I’ve often wondered what was the appeal of pornography. I was pondering this question the other night after a conversation at work on the subject. A couple of questions arose while I was pondering the concept. Why do so many people enjoy coitus in the third person? Why has pornography become more socially acceptable in recent years? Here are the hypotheses that I came up with. I, however, don’t have the ability or means to conduct any sort of experiments on these hypotheses, so I’ll just assume that I’m correct.
I was thinking about the first question, when I recalled an article I was reading a few years ago about research into possible causes of autism. During a series of experiments, in the 1980s-90s, involving monkeys wearing brain scanners, the scientists started noticing an interesting phenomenon. The experiments involved studying the activity of the ventral premotor cortex of monkeys while performing certain activities, like picking up and moving objects. What they found is that the same parts of the brain that became active when the monkey performed the action, were also active when it watched the action being performed by the scientist. Further research and study has found that these “mirror neurons,” as they were called, are a part of our everyday lives. They are the tools we use during early childhood development to learn from our parents. They are linked to certain emotions (sympathy, for example). They provide the necessary inputs for reading facial expressions and body language. They do all this by “tricking” you brain into thinking it’s doing something that it isn’t. When the subject watches the action performed, the brain (subconsciously) views the action as being performed instead of watched. The sad feeling that comes from watching someone else cry is a result of the mirror neurons. If emotion can be transferred in this manner, this could also explain why being at a sporting event is more exciting than watching the game at home. So what does this have to do with pornography? If, subconsciously, watching an action is seen as performing the action, then it stands to reason that this phenomenon also applies to sex. When a person is watching pornography; subconsciously, they are performing the act. This then activates the “pleasure center” in the brain (certain parts of the cerebellum, amygdala, and the pituitary gland) which also triggers the “reward circuit” (what makes us want to perform the pleasurable act again) . Here’s the kicker: pornography presents situations that are very unrealistic. So when the desire arises to re-perform the pleasurable act, there’s only one place to go, and that’s back to pornography.

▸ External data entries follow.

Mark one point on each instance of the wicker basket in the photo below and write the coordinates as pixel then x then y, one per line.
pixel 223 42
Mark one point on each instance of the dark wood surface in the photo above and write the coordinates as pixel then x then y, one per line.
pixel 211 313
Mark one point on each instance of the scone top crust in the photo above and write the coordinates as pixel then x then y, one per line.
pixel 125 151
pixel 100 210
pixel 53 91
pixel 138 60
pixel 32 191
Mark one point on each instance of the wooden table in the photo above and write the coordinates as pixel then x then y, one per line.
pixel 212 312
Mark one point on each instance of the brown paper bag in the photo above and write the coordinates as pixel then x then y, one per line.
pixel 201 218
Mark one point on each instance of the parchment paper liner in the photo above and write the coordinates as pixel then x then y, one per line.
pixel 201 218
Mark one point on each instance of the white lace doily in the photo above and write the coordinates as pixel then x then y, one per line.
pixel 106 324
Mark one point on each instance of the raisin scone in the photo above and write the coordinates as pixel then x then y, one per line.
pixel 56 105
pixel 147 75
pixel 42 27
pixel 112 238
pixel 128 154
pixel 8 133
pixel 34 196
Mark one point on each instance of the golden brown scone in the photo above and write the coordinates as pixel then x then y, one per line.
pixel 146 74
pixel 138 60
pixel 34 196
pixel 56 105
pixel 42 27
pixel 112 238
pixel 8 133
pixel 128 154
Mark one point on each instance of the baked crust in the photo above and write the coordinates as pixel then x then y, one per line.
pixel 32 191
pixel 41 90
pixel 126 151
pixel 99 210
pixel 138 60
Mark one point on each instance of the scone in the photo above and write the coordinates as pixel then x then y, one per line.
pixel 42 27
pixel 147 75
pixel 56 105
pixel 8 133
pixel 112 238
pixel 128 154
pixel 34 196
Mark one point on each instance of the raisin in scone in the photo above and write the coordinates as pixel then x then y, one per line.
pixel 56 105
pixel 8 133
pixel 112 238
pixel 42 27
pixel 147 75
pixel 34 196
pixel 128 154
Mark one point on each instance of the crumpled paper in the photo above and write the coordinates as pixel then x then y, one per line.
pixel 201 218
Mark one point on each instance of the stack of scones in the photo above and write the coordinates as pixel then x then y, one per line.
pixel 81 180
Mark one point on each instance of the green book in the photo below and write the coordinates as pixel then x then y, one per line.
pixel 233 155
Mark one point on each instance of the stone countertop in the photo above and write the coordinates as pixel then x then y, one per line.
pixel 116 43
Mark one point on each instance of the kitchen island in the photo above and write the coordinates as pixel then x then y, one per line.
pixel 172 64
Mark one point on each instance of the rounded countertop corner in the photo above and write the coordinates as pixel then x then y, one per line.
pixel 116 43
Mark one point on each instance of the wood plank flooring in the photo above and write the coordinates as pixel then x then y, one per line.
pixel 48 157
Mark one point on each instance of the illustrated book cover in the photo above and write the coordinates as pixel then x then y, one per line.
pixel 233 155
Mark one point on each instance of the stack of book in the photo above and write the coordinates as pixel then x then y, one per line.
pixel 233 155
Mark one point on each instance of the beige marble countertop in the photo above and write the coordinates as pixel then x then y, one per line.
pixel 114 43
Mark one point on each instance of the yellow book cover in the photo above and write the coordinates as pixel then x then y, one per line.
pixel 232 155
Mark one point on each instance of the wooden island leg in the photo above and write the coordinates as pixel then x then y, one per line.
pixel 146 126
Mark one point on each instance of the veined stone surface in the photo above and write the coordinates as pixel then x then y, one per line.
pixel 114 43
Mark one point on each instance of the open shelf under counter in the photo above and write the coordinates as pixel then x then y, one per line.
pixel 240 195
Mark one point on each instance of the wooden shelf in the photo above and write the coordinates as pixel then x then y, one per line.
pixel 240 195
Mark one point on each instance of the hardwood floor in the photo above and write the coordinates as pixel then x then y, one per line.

Only in recent years has pornography become socially acceptable. A couple of decades ago, it wasn’t something that was really talked about. In recent years, there are movies made about the industry. It’s out in the open, and all over the place. So, why the change? One of the possibilities is that it has become more readily available. In our increasingly hedonistic society, the internet puts whatever you want at your fingertips. With access to the internet in almost every home, this gives access to pornography in almost every home; and the only limiting factor is your credit card limit. As previously discussed, pornography can possibly create a recurring desire. With virtually unlimited access, and the desire to return, it’s no wonder the porn industry brings in an estimated $10 billion annually. An industry that big is difficult to ignore. Give it some time, and people start figuring out that they aren’t the only ones hiding in the closet. They start to talk about it, and slowly it becomes more socially acceptable. Now, it’s not only socially acceptable, it’s the norm.